HUPO President Sam Hanash spoke on his personal philosophy of proteomics in front of a packed room of scientists and journalists on day three of the HUPO Congress.
In his talk, Hanash stressed an approach that emphasizes a return to the basics and a breaking apart of complexity as two keys to “harnessing the complex human proteome.” He paid tribute to the enzymologists and “protein hunters” of the pre-genomic era, who out of necessity followed six biochemical principles that Hanash felt were lacking in current proteomics protocols: working with natural proteins, relying heavily on separation sciences, assessing functionality, determining cellular and sub-cellular distribution, studying protein-protein interactions and protein complexes, and producing hard quantitative data.
These days, he said, researchers work with recombinant proteins rather than natural proteins; cloning rather than separation science; assessment of roles rather than assessment of functionality; and artificial systems rather than natural environments for studying protein-protein interactions. Finding a cellular context and producing real quantitative data, he said, were nearly abandoned goals.
“I don’t think there will be a day when a new technology will fall through the ceiling and make us all happy,” Hanash said. Instead, he said, proteomics researchers should work with what they already have to come up with new protocols that will pursue the six lost principles. “We need to combine our current technologies to get high performance,” he said. He gave an example of an article published in the July 2002 issue of Nature Medicine, in which DNA microarrays were compared with 2D gels for predicting lung cancer outcome. Hanash said that identifying just 20 proteins with a simple 2D gel produced better predictions of survival than the more “advanced” microarray. “We do have the technologies in proteomics,” he said. “They are not the most perfect technologies, but with the technology we have today there’s a lot we can learn.”
Following the conclusion of the Congress, Sam Hanash shared his thoughts with ProteoMonitor in an e-mail interview on how the conference went, what HUPO still needs to do, and his post-presidential life:
How did this conference compare to last year’s?
Clearly, this conference was much bigger than last year’s in terms of attendance, exhibitors, and program. What went well is that the response that we received from participants was highly favorable. Still, we are only in our second year and much could be improved in terms of anticipating, for example, what people are going to be interested in and making sure that simultaneous sessions do not create too much conflict.
Why did HUPO choose Montreal as its headquarters, and why choose Beijing for the next Congress? Why was John Bergeron a good choice for HUPO president?

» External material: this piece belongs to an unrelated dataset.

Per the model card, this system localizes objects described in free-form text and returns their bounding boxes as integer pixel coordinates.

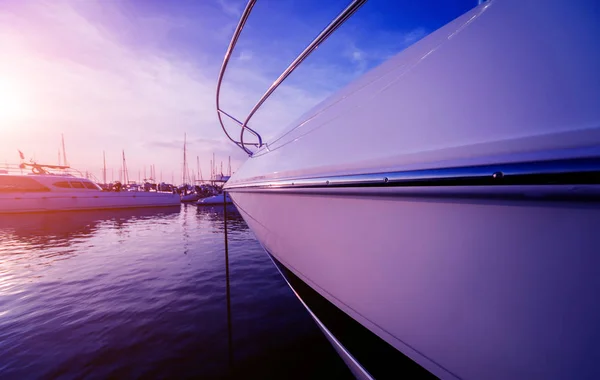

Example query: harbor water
[0,205,350,379]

Montreal was chosen because [the city] made an enticing offer of providing support for headquarters in the form of space and partial funding for staff. Also, geography was also an important factor — Montreal being an easily accessible city with ease of employing foreign staff if needed. There is substantial interest and expertise in proteomics and biotechnology in Montreal. I cannot speak on behalf of the nominating committee and the entire HUPO Council as to why John Bergeron was chosen as the next president. I think important considerations were his eminent scientific reputation and his demonstrated commitment [to] and involvement in HUPO.
Beijing was chosen because we are starting a tradition of rotating continents for our Congress. The first was held in Europe, the second in North America and therefore for the third, Beijing was a good choice.
What were some of the most important themes that you felt came up at the conference?
The HUPO initiatives themselves were important themes that came up — they [seem] to be attracting a lot of interest.
What do you think are some technological improvements that could help HUPO’s objectives be achieved?
I think automation is very important. Most of the techniques we use in proteomics are tedious and automation would make life easier in addition to improving reproducibility. [But] this could be done with the basic techniques currently employed in proteomics. Miniaturization would also help a lot, given the sample size limitations particularly for clinical samples.
What are your post-HUPO president plans?
I would like to put greater emphasis on lab-based research, which I have not been able to devote as much time to as I would like.